Why? Well, remember, the court has consolidated two cases challenging the ban. The Fourth Circuit case is Trump v. International Refugee Assistance Project, a challenge by individuals and advocacy groups; the Ninth Circuit case is called Trump v. Hawaii—a challenge to the ban by the state of Hawaii.
The second case, in other words, has been brought by the precise entity the clause was “originally understood” to protect against federal overreach: a state government.
Hawaii is claiming—on behalf of itself and of its religiously diverse people—that the federal government has violated a solemn guarantee made to the states soon after the founding: The new government would not take it upon itself to create a national religion.
This claim deserves to be taken seriously. The ban on establishment is the most broadly worded prohibition in the Constitution. Congress is to make “no law respecting” establishment—not “prohibiting,” as in the “free exercise” clause, nor “abridging,” as in the speech and press clauses; nor “unreasonable,” as in the Fourth Amendment’s “search and seizure clause,” nor “excessive,” as in the Eighth Amendment’s “bail and fines” clause.
No. Law. At. All.
I can’t find an immigration exception in that. Indeed, arguably the ban should apply most strongly in matters of citizenship and immigration. And if “no law” means anything, surely it means that no statute (such as the Immigration and Nationality Act) can be read to silently authorize the president to decide what religions are permitted and which are not, whether in matters of immigration or anything else. How dare the federal government take it on itself to decide what religions shall be permitted in this country, and indeed to shape our population to suit the religious views of a particular president?
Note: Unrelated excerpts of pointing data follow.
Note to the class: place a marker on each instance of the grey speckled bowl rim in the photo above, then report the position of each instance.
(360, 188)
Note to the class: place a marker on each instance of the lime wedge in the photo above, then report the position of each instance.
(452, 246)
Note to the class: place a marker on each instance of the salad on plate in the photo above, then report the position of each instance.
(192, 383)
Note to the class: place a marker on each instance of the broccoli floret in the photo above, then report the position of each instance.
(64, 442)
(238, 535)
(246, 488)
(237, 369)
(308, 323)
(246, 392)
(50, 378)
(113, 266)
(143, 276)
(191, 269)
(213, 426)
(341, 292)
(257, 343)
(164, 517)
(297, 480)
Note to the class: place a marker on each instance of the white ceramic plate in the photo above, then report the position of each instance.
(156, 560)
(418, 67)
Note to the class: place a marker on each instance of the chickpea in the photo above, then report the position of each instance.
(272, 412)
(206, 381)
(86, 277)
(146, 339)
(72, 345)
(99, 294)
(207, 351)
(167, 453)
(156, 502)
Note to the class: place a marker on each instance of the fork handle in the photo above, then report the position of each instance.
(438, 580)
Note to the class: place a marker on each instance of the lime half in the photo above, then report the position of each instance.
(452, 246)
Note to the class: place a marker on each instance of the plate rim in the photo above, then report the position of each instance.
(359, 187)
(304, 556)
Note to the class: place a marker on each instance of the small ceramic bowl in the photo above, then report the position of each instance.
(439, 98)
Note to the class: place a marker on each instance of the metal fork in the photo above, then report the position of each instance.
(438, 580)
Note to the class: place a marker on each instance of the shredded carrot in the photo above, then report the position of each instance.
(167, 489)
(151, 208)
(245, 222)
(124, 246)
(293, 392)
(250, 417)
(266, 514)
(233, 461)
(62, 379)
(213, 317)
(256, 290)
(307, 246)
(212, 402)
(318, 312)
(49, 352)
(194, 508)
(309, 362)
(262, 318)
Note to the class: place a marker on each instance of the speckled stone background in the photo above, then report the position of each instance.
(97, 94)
Admittedly, the establishment argument faces some questions of proof. Much of the debate in courts below involves what evidence can be cited to show that, in issuing the order, Trump intended to obstruct and reduce Muslim immigration. As long as we are discussing this matter like real adults rather than lawyers, though, does any reader of this column doubt what the executive order was intended to do? Could any judge worthy of the robe seriously argue that, even though all the world can see his nakedness, judges should ignore Trump’s statements and tweets?
Is there evidence of intent to exclude Muslims? As Uncle Junior of The Sopranos used to say, “What are we, children?”
American conservative thought can be oddly self-contradictory; government power over the economy, some on the right argue, is a mortal danger to liberty—but some of these same conservatives contend that government is the appropriate steward of the immortal soul. Even Clarence Thomas, however, should be willing to admit that, if the federal government takes it on itself to decide what religions are welcome here—what gods our people shall worship, who shall form “we the people” at prayer—it has betrayed a very basic commitment made in 1790. Of all the powers a powerful national government might usurp, perhaps the most terrifying would be the power to open and close the roads to heaven.